The study found these effects worked across a wide range of products and situations, from embarrassing items like anti-diarrheal medication to everyday products like sweaters and phone chargers. Customer loyalty increased whether the return was needed due to a defective product, the wrong size, or simply customer preference changes.

Requiring customers to provide proof of defects (like photos) eliminated most of the positive effects. This suggests the policy works because it signals trust in customers, and asking for proof undermines that trust signal.

Amazon pioneered the approach in 2019 and implements it selectively. Pet supply company Chewy uses it as a blanket policy and often suggests customers donate unwanted items. Clothing brands like Bombas tell customers to keep, gift, donate, or recycle returned items.

Returnless returns are a powerful tool for building customer relationships. The researchers found that customers who experienced returnless returns showed higher repurchase intentions, gave better ratings, and were more likely to recommend brands to others.
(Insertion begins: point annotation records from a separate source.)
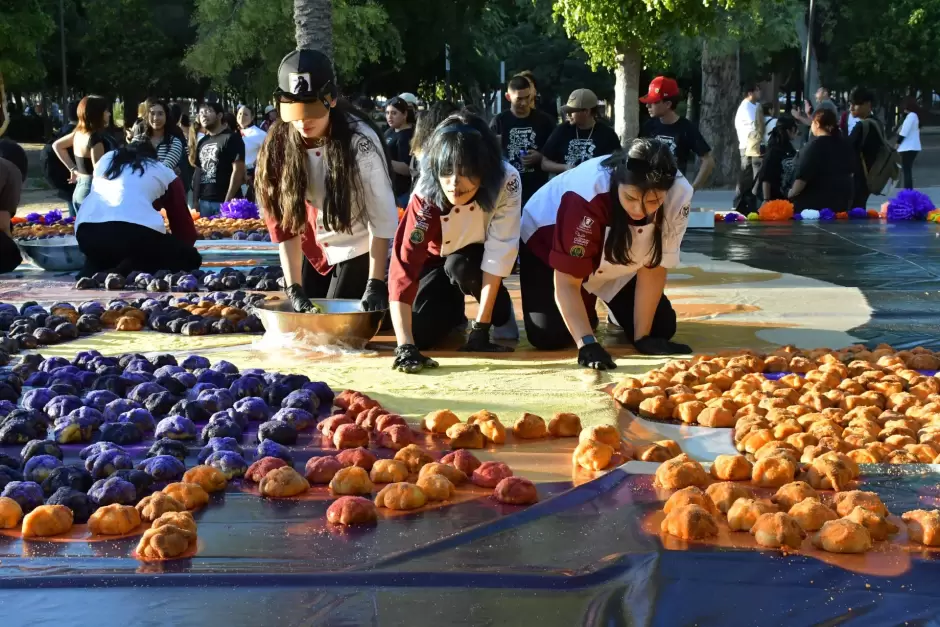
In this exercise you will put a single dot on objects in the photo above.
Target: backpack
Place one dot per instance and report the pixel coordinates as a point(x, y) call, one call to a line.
point(883, 173)
point(54, 171)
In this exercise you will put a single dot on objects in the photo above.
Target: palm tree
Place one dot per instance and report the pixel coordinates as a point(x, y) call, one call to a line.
point(313, 25)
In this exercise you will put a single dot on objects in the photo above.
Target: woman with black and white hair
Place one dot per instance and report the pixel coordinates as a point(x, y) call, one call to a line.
point(608, 229)
point(459, 237)
point(323, 184)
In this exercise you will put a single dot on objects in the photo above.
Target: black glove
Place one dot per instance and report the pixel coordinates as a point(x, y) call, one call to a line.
point(660, 346)
point(299, 301)
point(594, 356)
point(409, 359)
point(375, 298)
point(478, 340)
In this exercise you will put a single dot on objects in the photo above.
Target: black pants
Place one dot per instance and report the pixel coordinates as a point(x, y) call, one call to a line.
point(440, 303)
point(346, 280)
point(907, 168)
point(744, 199)
point(544, 325)
point(123, 246)
point(10, 257)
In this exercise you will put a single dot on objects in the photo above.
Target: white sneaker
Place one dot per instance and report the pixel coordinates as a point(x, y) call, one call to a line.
point(510, 330)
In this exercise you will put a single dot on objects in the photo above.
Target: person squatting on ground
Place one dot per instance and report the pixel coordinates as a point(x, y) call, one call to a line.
point(324, 188)
point(119, 226)
point(459, 238)
point(609, 229)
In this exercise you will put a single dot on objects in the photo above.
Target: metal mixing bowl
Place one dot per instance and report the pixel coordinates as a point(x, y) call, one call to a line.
point(55, 253)
point(342, 321)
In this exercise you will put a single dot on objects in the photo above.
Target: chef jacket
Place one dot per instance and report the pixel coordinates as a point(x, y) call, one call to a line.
point(566, 225)
point(373, 214)
point(427, 235)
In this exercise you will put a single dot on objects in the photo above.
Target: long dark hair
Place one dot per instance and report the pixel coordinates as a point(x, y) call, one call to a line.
point(170, 129)
point(647, 164)
point(428, 121)
point(281, 174)
point(780, 135)
point(462, 143)
point(137, 154)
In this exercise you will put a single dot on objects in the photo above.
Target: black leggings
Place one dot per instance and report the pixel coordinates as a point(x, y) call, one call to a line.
point(347, 279)
point(440, 303)
point(124, 246)
point(907, 168)
point(544, 325)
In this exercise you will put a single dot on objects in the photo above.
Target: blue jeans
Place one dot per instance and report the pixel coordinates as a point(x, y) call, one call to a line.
point(209, 208)
point(82, 189)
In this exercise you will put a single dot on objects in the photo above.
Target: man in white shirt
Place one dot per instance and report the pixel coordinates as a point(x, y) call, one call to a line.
point(745, 125)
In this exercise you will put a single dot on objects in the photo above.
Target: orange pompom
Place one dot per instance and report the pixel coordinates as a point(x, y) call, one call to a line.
point(776, 211)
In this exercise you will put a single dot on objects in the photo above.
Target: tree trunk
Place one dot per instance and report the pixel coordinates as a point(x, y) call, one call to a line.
point(313, 25)
point(720, 98)
point(627, 94)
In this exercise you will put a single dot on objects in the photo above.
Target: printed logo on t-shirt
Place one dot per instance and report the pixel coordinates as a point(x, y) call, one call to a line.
point(520, 138)
point(669, 141)
point(209, 161)
point(579, 151)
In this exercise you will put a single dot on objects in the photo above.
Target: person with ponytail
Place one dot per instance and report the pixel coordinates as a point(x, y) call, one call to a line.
point(324, 188)
point(609, 229)
point(120, 228)
point(459, 238)
point(777, 170)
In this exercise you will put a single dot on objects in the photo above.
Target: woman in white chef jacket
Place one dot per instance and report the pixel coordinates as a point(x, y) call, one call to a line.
point(459, 237)
point(609, 229)
point(324, 188)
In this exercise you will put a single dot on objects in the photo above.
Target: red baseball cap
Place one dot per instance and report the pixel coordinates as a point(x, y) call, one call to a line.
point(660, 89)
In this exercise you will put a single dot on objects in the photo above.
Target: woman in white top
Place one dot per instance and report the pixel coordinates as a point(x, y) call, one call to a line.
point(459, 238)
point(120, 228)
point(909, 140)
point(253, 137)
point(324, 188)
point(610, 229)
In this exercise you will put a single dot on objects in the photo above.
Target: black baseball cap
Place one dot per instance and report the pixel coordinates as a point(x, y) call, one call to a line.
point(306, 84)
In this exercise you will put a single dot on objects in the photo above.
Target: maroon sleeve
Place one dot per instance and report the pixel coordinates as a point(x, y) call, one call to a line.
point(177, 213)
point(421, 226)
point(578, 240)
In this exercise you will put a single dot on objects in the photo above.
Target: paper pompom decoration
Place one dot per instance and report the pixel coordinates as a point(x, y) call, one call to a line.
point(909, 204)
point(776, 211)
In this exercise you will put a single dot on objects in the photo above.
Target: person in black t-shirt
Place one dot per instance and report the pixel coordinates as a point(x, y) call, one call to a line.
point(523, 132)
point(824, 172)
point(674, 130)
point(778, 169)
point(865, 141)
point(580, 139)
point(220, 162)
point(401, 119)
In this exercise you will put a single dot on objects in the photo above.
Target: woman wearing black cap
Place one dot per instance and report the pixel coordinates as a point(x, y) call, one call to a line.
point(609, 229)
point(459, 238)
point(324, 187)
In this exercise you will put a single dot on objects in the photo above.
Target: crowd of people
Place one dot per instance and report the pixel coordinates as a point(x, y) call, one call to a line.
point(443, 205)
point(846, 157)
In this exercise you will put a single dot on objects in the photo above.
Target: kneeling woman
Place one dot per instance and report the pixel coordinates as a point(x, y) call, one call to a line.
point(119, 227)
point(460, 237)
point(323, 185)
point(608, 229)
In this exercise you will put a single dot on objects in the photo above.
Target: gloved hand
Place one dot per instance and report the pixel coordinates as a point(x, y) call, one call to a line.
point(660, 346)
point(409, 359)
point(299, 301)
point(375, 298)
point(478, 340)
point(594, 356)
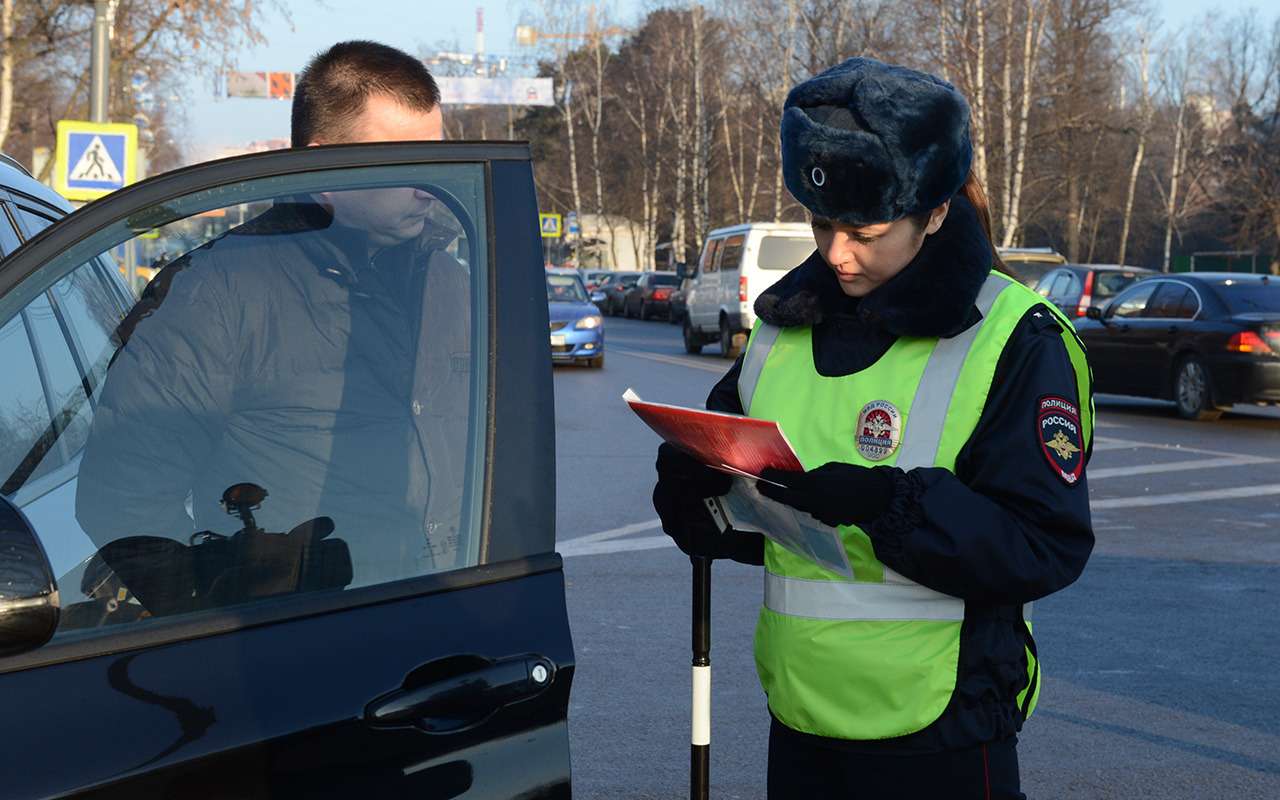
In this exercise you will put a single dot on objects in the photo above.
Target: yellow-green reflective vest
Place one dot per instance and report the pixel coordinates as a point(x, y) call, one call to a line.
point(876, 657)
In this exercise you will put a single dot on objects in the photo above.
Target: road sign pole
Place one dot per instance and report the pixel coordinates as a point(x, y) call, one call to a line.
point(700, 739)
point(100, 60)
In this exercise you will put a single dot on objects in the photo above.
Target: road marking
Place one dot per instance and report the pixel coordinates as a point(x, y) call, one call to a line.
point(1176, 466)
point(626, 545)
point(613, 533)
point(1185, 497)
point(673, 360)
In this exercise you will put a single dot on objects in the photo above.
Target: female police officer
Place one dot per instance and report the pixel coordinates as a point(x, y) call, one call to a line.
point(944, 414)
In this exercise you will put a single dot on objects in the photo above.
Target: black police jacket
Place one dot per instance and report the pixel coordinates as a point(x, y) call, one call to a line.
point(1005, 528)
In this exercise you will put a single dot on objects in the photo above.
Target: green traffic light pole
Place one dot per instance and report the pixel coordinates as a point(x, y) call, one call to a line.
point(700, 739)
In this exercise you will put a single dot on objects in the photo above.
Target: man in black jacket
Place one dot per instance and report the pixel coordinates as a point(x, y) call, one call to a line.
point(320, 351)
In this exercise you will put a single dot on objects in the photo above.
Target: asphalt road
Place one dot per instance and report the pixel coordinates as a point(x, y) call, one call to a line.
point(1160, 662)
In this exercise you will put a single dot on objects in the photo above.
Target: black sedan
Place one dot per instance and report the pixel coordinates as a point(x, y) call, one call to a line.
point(616, 292)
point(650, 296)
point(1203, 339)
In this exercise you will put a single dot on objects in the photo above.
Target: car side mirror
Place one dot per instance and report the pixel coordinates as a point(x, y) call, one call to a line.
point(28, 593)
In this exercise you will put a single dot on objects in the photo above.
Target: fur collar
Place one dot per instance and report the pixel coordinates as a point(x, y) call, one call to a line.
point(932, 296)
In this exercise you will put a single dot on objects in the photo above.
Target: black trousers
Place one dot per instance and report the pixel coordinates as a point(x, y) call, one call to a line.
point(808, 768)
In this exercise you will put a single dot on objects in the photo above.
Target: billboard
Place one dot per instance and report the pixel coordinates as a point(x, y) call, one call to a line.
point(496, 91)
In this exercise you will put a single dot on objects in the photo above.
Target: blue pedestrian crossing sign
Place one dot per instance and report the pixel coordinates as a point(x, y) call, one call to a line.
point(94, 159)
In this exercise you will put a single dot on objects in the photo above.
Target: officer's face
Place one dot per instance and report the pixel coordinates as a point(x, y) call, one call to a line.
point(867, 256)
point(389, 215)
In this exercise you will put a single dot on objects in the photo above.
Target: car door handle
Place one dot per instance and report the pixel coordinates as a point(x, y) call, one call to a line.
point(464, 699)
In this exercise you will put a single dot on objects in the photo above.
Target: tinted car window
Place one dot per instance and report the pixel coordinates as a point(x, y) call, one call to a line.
point(32, 220)
point(24, 414)
point(1109, 284)
point(316, 425)
point(565, 289)
point(784, 252)
point(709, 252)
point(1133, 302)
point(9, 240)
point(732, 256)
point(1243, 297)
point(1168, 301)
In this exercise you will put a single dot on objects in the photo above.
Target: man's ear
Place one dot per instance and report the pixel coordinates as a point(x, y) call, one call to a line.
point(937, 216)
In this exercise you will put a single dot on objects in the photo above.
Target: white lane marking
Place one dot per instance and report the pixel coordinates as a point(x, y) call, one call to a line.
point(626, 545)
point(613, 533)
point(1176, 466)
point(1185, 497)
point(673, 360)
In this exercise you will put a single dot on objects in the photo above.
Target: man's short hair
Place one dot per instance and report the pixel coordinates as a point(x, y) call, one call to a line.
point(332, 91)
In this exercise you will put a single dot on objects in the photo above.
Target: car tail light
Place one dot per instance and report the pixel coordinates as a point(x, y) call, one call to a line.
point(1247, 342)
point(1087, 297)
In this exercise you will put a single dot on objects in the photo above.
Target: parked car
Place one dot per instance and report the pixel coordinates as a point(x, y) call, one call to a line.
point(1075, 287)
point(1202, 339)
point(616, 292)
point(650, 296)
point(197, 654)
point(576, 325)
point(1029, 264)
point(736, 265)
point(594, 279)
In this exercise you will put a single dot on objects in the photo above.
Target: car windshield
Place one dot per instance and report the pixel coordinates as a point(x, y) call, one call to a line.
point(1246, 297)
point(565, 289)
point(1107, 284)
point(782, 252)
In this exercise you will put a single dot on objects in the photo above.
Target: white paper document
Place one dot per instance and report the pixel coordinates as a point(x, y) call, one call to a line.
point(744, 508)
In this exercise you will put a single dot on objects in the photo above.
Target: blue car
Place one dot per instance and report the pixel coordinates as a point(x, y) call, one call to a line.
point(577, 328)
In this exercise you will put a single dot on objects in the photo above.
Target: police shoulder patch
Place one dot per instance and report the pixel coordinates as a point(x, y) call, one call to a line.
point(1057, 430)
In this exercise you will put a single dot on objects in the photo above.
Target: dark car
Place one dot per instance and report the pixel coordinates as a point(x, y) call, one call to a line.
point(1202, 339)
point(616, 292)
point(1074, 287)
point(248, 644)
point(1029, 264)
point(650, 296)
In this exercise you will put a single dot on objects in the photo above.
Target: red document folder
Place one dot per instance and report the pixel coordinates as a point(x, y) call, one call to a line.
point(731, 443)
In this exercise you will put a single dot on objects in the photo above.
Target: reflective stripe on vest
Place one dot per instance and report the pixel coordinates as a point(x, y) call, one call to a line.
point(900, 599)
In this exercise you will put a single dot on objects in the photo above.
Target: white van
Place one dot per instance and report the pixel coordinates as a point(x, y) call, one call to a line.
point(736, 265)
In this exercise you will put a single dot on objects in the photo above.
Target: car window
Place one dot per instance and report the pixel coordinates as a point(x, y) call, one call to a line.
point(9, 240)
point(24, 410)
point(565, 289)
point(711, 261)
point(1132, 302)
point(731, 254)
point(292, 415)
point(33, 222)
point(1248, 296)
point(784, 252)
point(1109, 284)
point(1168, 300)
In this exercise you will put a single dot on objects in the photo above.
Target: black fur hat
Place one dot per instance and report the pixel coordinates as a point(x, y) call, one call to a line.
point(868, 142)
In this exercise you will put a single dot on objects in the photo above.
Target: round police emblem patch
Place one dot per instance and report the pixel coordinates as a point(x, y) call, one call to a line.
point(1057, 429)
point(880, 430)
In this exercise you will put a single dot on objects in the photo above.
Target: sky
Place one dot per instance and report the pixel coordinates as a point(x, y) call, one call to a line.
point(415, 26)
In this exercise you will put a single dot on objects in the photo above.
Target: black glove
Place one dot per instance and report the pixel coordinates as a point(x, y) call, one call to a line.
point(835, 493)
point(684, 483)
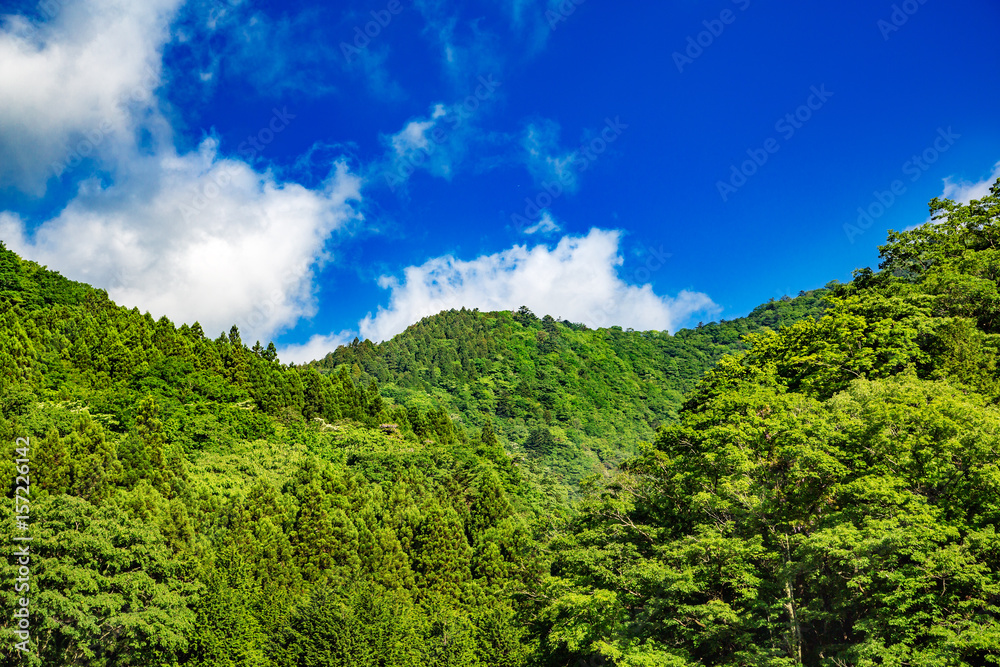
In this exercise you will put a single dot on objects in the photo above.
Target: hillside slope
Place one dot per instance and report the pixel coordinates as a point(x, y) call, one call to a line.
point(574, 400)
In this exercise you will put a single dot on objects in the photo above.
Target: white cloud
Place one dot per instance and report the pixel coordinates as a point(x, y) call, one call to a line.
point(315, 348)
point(439, 142)
point(577, 280)
point(965, 191)
point(194, 236)
point(74, 87)
point(545, 225)
point(198, 237)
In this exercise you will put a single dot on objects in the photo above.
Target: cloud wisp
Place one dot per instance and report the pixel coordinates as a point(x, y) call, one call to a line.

Companies that treat returns as relationship-building opportunities rather than cost centers are tapping into human psychology about trust, generosity, and reciprocity. Treating customers like friends rather than transaction partners goes further for businesses.

Paper Summary

Methodology

The researchers conducted nine experimental studies with over 3,000 total participants using various approaches. Some studies involved real-world scenarios where research assistants posed as brand ambassadors and gave participants actual products to test return experiences. Other studies used online surveys where participants imagined purchasing scenarios. The researchers tested different products (pens, sweaters, medication, phone chargers, food) and various return situations (defective items, wrong size, customer preference changes). They measured outcomes like brand preference, repurchase intentions, positive word-of-mouth, and perceived brand warmth using standard psychological scales.

Results

Participants consistently rated brands higher and showed greater loyalty when companies used returnless returns compared to standard returns or no return situations. The effect was mediated by increased perceptions of “brand warmth” — customers viewed companies as more caring, generous, and trustworthy. The boost in loyalty was strongest when companies: didn’t require proof of defects, framed decisions as case-by-case rather than blanket policies, cited customer-centric or environmental motives rather than cost-cutting, and suggested donating kept items. Effects were consistent across different product types and return scenarios.

Limitations

The studies primarily used hypothetical scenarios and short-term measures of loyalty rather than tracking actual long-term purchasing behavior. The research focused on relatively low-value items and didn’t extensively test high-cost products where returnless policies might not be financially feasible. The studies also didn’t examine potential negative effects like increased fraud or abuse of returnless policies. Most participants were from the United States, limiting generalizability to other cultures.

Funding and Disclosures

The paper does not mention specific funding sources or declare any conflicts of interest. The research appears to have been conducted as part of the authors’ academic work at the University of Notre Dame’s Mendoza College of Business.

Publication Information

“Just Keep It: When and Why Returnless Product Returns Foster Brand Support” by John P. Costello and Christopher J. Bechler was published in the Journal of Marketing Research in 2025. The study was submitted as manuscript JMR-24-0349.R2 and represents peer-reviewed academic research. Study data is available at the Open Science Framework repository.